The Bank of England has held interest rates at 5.25% in a decision that saw its rate-setting body split three ways.
The Bank admitted it had discussed cutting borrowing costs, with inflation – which measures the pace of price rises – set to fall quickly this year.
Bank chief Andrew Bailey said it would wait for firm evidence that inflation was under control before it cuts rates.
But for the first time since the 2020 Covid pandemic, one Bank policy maker voted for an immediate cut.
However, while Swati Dhingra voted to cut rates to 5%, two members of the monetary policy committee (MPC) backed an increase to 5.5%. The remaining six members voted to keep rates unchanged.
It is the first time there has been a three-way split on whether rates should rise or fall since the 2008 financial crisis.
The Bank has been raising rates steadily over the past couple of years to try to reduce inflation, with the last rate rise coming in August last year.
Higher interest rates cool inflation by making borrowing more expensive, discouraging people and businesses from taking on debt to fund spending.
Inflation has fallen sharply from a 40-year peak in October 2022 and currently stands at 4%.
The Bank is charged with keeping price growth at, or close to, a target of 2%.
It said in its latest inflation report that the figure would fall back to that target between April and June this year – quicker than it had previously expected.

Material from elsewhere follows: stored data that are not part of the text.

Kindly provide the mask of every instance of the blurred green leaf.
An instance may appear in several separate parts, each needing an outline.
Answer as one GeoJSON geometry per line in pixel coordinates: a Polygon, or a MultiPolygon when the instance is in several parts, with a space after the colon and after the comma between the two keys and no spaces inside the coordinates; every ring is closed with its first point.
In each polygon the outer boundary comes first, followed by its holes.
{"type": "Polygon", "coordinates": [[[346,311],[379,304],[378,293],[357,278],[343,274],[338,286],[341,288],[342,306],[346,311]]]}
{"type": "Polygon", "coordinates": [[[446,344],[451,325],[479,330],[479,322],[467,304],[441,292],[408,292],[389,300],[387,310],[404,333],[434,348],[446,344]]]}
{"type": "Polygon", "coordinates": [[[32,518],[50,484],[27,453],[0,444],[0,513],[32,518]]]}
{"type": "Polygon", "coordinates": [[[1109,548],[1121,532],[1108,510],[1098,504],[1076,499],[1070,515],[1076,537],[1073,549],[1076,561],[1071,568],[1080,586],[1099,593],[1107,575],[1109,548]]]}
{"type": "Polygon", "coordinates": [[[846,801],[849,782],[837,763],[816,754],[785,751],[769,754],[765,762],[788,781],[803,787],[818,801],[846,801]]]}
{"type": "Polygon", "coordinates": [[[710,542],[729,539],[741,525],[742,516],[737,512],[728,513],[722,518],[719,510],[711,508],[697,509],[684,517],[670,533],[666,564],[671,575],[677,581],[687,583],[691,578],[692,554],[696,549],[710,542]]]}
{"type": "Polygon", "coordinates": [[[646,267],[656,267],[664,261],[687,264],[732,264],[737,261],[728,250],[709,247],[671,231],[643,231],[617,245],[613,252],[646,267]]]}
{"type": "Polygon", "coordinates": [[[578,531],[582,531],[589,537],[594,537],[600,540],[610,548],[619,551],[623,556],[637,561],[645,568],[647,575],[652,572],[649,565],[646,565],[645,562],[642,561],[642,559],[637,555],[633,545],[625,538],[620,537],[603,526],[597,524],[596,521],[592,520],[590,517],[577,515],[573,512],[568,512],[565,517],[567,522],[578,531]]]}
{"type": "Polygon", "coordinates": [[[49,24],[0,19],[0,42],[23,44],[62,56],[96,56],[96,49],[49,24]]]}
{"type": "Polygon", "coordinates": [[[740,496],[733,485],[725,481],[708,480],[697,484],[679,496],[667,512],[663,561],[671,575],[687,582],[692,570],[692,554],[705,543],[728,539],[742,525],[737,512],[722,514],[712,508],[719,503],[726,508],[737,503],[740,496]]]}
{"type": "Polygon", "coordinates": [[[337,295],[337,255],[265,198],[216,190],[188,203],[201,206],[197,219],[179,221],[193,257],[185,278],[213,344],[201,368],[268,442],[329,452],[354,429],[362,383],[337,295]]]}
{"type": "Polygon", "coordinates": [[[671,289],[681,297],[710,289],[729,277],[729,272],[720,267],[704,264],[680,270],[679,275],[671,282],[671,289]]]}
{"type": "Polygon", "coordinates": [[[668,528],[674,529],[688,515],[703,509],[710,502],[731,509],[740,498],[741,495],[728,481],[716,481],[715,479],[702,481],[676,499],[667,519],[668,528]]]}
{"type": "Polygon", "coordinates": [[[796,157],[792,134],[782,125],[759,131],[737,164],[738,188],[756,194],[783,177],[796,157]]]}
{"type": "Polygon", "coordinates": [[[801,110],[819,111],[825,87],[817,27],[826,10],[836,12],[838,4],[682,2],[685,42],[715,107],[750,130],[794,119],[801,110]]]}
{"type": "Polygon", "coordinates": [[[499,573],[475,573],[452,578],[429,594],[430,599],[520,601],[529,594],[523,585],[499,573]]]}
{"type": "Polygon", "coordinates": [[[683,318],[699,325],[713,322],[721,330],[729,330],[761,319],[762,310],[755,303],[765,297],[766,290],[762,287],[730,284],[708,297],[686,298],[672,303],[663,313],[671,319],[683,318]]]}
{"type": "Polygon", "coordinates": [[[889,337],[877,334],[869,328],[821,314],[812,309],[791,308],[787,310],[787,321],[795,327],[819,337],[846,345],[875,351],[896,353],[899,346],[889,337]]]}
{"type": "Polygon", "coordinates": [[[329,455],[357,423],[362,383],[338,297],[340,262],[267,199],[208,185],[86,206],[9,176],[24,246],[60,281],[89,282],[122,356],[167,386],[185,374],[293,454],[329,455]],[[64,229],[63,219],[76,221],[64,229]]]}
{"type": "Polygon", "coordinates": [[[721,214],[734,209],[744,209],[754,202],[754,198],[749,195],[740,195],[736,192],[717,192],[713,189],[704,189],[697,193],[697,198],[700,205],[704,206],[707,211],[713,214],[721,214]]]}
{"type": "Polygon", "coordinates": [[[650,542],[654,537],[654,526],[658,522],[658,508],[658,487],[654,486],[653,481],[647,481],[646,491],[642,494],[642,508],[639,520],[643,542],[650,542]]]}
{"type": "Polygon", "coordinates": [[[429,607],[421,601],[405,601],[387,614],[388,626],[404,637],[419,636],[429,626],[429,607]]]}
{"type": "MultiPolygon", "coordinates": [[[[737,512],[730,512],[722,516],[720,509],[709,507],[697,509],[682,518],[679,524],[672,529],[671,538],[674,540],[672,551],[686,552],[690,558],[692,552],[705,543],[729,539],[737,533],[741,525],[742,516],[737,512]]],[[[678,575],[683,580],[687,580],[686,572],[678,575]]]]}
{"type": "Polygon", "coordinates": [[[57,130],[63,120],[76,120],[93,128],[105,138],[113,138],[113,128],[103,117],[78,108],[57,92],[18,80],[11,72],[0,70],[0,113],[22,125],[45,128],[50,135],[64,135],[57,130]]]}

“We have had good news on inflation over the past few months,” Mr Bailey said.
But while the Bank is now suggesting that rates have peaked, the governor signalled that any cut in interest rates may still be some months away.
“We need to see more evidence that inflation is set to fall all the way to the 2% target, and stay there, before we can lower interest rates,” he said.
The Bank is expecting a slight rebound in inflation over the summer, and at the Bank’s news conference Mr Bailey said this was “not an acceptable state of affairs”. This suggests that any rate cut may not come as quickly as many expect.
There is concern among some economists that the fall in the inflation rate towards the Bank’s target is “artificial”, due to the cut in the energy price cap, and that inflation will rebound somewhat over the summer as global energy prices have picked up.
In addition, growth in pay remains strong, with the Bank’s survey of hundreds of companies pointing to a 5.4% rise in wage settlements this year.
Dr Dhingra, the economist who voted for a cut, pointed to risks from geopolitics, and the fact it takes a long time for rate decisions to affect the economy.
The Bank’s new forecasts indicate that keeping rates at their current level could push a barely growing economy into an outright recession.
Paul Dales, chief UK economist at Capital Economics, said that the Bank “sent some soft signals that the next [interest rate] move will be a cut, but it pushed back more strongly against the idea that rates will be cut soon or far”.
However, Mr Dales said he expected a faster fall in inflation and predicted the Bank would “change its tune in the coming months”.
“A rate cut in June is still possible and we think rates will end 2025 at 3%,” he added.
Yael Selfin, chief economist at KPMG UK, said she thought the Bank would be wary of keeping rates too high for too long, “particularly with the impact of previous rate hikes yet to feed through to the economy”.
“However, we expect the Bank to pause for some time yet before beginning to cut interest rates,” she said. “Cuts could happen from the summer onwards.”